Joseph O’Brien
Joseph O’Brien didn’t say too much at our first encounter, he seemed to be more intent on digging to the bottom of his cereal bowl than on exchanging pleasantries with a complete stranger, which is perfectly understandable when you are but a promising yearling. He did appear to cock an ear when his dad started talking about plans for some of the horses that we had just seen wend their way up the hill at Carriganog from the far side of the kitchen table, mind you. Also perfectly understandable.
You know that you are majoring more on experience than on youthful exuberance when your own generation’s offspring become the story.

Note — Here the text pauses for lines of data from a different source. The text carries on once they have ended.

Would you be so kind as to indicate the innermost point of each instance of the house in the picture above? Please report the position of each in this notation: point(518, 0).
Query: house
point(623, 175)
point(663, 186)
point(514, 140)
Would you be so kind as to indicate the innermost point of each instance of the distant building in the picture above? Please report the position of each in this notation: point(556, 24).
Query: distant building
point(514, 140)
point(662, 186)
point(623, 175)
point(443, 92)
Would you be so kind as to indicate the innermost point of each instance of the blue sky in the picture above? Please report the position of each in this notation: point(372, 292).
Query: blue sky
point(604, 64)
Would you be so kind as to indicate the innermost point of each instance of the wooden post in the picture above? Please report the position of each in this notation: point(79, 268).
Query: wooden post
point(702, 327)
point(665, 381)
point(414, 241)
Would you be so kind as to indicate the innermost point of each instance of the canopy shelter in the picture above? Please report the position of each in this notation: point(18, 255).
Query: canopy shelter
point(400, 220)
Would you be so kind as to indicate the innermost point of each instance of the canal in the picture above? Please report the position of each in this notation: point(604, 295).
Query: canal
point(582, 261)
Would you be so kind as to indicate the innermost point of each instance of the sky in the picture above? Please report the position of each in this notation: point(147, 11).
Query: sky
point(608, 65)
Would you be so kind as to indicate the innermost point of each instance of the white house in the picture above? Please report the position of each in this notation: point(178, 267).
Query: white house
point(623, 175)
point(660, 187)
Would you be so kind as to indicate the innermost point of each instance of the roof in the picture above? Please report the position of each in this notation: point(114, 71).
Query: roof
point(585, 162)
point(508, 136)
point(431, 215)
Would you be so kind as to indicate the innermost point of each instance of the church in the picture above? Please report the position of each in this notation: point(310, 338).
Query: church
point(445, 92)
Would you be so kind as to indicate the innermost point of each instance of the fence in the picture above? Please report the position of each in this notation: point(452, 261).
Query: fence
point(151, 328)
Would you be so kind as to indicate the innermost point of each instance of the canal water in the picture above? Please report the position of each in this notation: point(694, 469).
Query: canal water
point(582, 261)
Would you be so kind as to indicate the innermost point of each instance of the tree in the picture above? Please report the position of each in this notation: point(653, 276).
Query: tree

Joseph’s cognitive senses probably weren’t developed sufficiently to allow him fully appreciate the significance of Dancing Sunset’s victory in the Royal Whip Stakes at The Curragh on 13th August 1994 – his father’s first Group race win as a trainer – but it is ironic that, 16 years later almost to the day, in the Desmond Stakes last Thursday evening at Leopardstown, Beethoven carried O’Brien the younger to his own maiden Group race victory as a rider.
And just as Aidan’s first was as inevitable as sunset, so Joseph’s first had long since been a case of when rather than if. While racing’s chronicles tell you most emphatically that impeccable breeding does not automatically beget instant success, it also tells you that it is no hindrance. It is always difficult to know where nature ends and where nurture begins. Bred in the purple, it is probable that Joseph O’Brien was blessed with an innate understanding of horses before he left the maternity ward, and that that understanding has been nurtured and honed over the last 17 years by a couple of parents who know a thing or two about equinity.
It is difficult to believe that it is less than 15 months since Joseph had his first ride on a racecourse – Coat Of Arms in a handicap at The Curragh (“chased leaders, ridden, no impression”) – because already he is very good. His range of talents were broadcast really for the first time in full technicolour on terrestrial television at the Galway Festival last month. On Robin Hood in the juvenile maiden on the opening evening of the Festival, he led from flagfall. He kicked on early, set a pace to suit his own horse, kicked off the home turn and held enough in reserve to repel the late challenge of Tashqeel, switching his whip from left to right with a sleight of hand of which a three-card-trick man would have been proud.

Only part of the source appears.